The Nigerian Private Sector’s Plea for Relief and Growth Amidst Economic Reforms

The Organised Private Sector of Nigeria (OPSN), represented by its Chairman, Dele Oye, has voiced strong concerns over the recent implementation of a four percent charge on the Free On-Board (FOB) value of imports by the Nigeria Customs Service (NCS). This charge, a significant increase from the previous one percent, is viewed as an additional burden on industries still grappling with the aftermath of recent economic reforms. Oye, who also serves as the President of the Nigerian Association of Chambers of Commerce, Industry, Mines, and Agriculture (NACCIMA), argues that this new levy will inevitably increase production costs, thereby contradicting President Bola Tinubu’s objective of reducing inflation to 15 percent. He advocates for either a suspension of the FOB charge or, at the very least, an exemption for businesses engaged in production and manufacturing, suggesting that the charge be targeted towards luxury goods instead.

The OPSN chairman emphasizes that imposing additional taxes is counterproductive to stimulating economic growth. He suggests that instead of resorting to taxation, the government should prioritize fostering a conducive business environment through reasonable regulation, access to single-digit loans, and enhanced stakeholder engagement. He points to the success of business-friendly destinations like Dubai, attracting investment while others, like London, experience capital flight due to high taxes. Oye maintains that Nigeria needs to become more competitive than its neighbors by creating an environment that attracts investment rather than imposing further financial burdens on businesses.

Addressing the recently revised 2024 budget, Oye expresses concern about the growing fiscal deficit, particularly the additional N4.5 trillion allocation. While acknowledging the positive aspect of allocating funds to support the Bank of Agriculture and the Bank of Industry, a move long advocated for by the private sector, he stresses the importance of fiscal responsibility. He believes that these institutions, with proper funding, can provide much-needed single-digit loans to bolster the productive sector.

Oye also calls upon the Central Bank of Nigeria (CBN) to play a crucial role in fostering economic growth. He urges the CBN to reduce the monetary policy rate and cap public-sector borrowing, thus freeing up funds for private investment. He explains that repaying existing public sector loans would lower the interbank rate, leading to a subsequent decrease in interest rates with CBN support. Oye believes that access to affordable loans is a key catalyst for revitalizing the economy.

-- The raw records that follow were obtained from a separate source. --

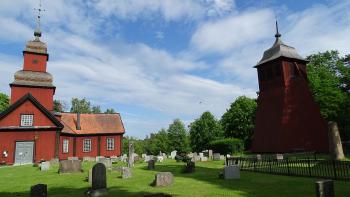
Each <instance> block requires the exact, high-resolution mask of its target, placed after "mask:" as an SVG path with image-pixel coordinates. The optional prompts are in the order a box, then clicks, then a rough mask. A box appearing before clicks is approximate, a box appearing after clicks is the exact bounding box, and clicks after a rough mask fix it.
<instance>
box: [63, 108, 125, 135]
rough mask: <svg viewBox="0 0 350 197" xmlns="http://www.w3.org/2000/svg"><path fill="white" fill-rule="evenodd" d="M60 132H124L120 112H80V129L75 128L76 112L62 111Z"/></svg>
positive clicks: (83, 134) (88, 134)
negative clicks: (104, 113) (61, 131)
mask: <svg viewBox="0 0 350 197" xmlns="http://www.w3.org/2000/svg"><path fill="white" fill-rule="evenodd" d="M61 115H62V116H61V122H62V124H63V125H64V128H63V130H62V133H67V134H73V135H98V134H123V133H124V132H125V129H124V125H123V122H122V120H121V117H120V114H80V129H77V114H76V113H62V114H61Z"/></svg>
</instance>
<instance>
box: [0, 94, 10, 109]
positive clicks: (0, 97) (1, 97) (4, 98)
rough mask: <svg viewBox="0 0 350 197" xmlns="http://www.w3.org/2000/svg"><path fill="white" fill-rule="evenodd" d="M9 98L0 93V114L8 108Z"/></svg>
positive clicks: (6, 95) (8, 105)
mask: <svg viewBox="0 0 350 197" xmlns="http://www.w3.org/2000/svg"><path fill="white" fill-rule="evenodd" d="M9 103H10V98H9V96H7V95H6V94H4V93H0V112H2V111H4V110H5V109H6V108H8V107H9Z"/></svg>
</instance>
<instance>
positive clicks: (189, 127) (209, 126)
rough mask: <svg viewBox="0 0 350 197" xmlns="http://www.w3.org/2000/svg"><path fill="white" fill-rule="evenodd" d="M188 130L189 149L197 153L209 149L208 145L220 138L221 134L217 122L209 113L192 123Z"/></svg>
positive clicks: (208, 146)
mask: <svg viewBox="0 0 350 197" xmlns="http://www.w3.org/2000/svg"><path fill="white" fill-rule="evenodd" d="M189 128H190V142H191V147H192V150H193V151H197V152H200V151H202V150H207V149H209V148H210V146H209V143H210V142H211V141H213V140H216V139H218V138H220V137H222V134H223V133H222V129H221V126H220V124H219V122H218V121H217V120H216V119H215V117H214V116H213V115H212V114H211V113H210V112H209V111H207V112H204V113H203V114H202V115H201V116H200V118H199V119H196V120H195V121H194V122H192V123H191V124H190V125H189Z"/></svg>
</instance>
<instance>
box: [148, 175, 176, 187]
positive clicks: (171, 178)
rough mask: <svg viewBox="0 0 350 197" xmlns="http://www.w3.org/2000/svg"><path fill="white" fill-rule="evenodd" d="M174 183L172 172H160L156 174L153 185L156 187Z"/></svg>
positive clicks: (153, 182)
mask: <svg viewBox="0 0 350 197" xmlns="http://www.w3.org/2000/svg"><path fill="white" fill-rule="evenodd" d="M172 183H173V174H172V173H171V172H159V173H157V174H156V175H155V180H154V182H153V185H154V186H156V187H164V186H169V185H171V184H172Z"/></svg>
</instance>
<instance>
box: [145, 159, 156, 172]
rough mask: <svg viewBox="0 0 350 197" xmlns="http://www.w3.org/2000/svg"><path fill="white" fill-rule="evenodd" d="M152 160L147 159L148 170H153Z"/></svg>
mask: <svg viewBox="0 0 350 197" xmlns="http://www.w3.org/2000/svg"><path fill="white" fill-rule="evenodd" d="M154 163H155V162H154V160H153V159H151V160H149V161H148V166H147V168H148V169H149V170H154Z"/></svg>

Furthermore, the OPSN chairman underscores the necessity of finalizing resolutions on the tax bill and enhancing the competitiveness of Free Trade Zones (FTZs). He argues that FTZs, as major catalysts for growth, should be made as attractive as those in neighboring countries like Ghana to attract international industries and stimulate economic expansion. He emphasizes the importance of positioning Nigeria as a desirable destination within the global network of FTZs.

Oye concludes by emphasizing the significance of stakeholder engagement in policy formulation. He urges the government to embrace a collaborative approach, consulting with the private sector and other stakeholders before implementing major economic policies. He believes this collaborative approach is essential for ensuring policy effectiveness and achieving the desired economic growth and stability. He stresses that policies implemented without adequate stakeholder input often result in unintended consequences and hinder economic progress. The current situation, he argues, presents an opportunity for the government to foster a genuine partnership with the private sector, creating a more robust and resilient economy.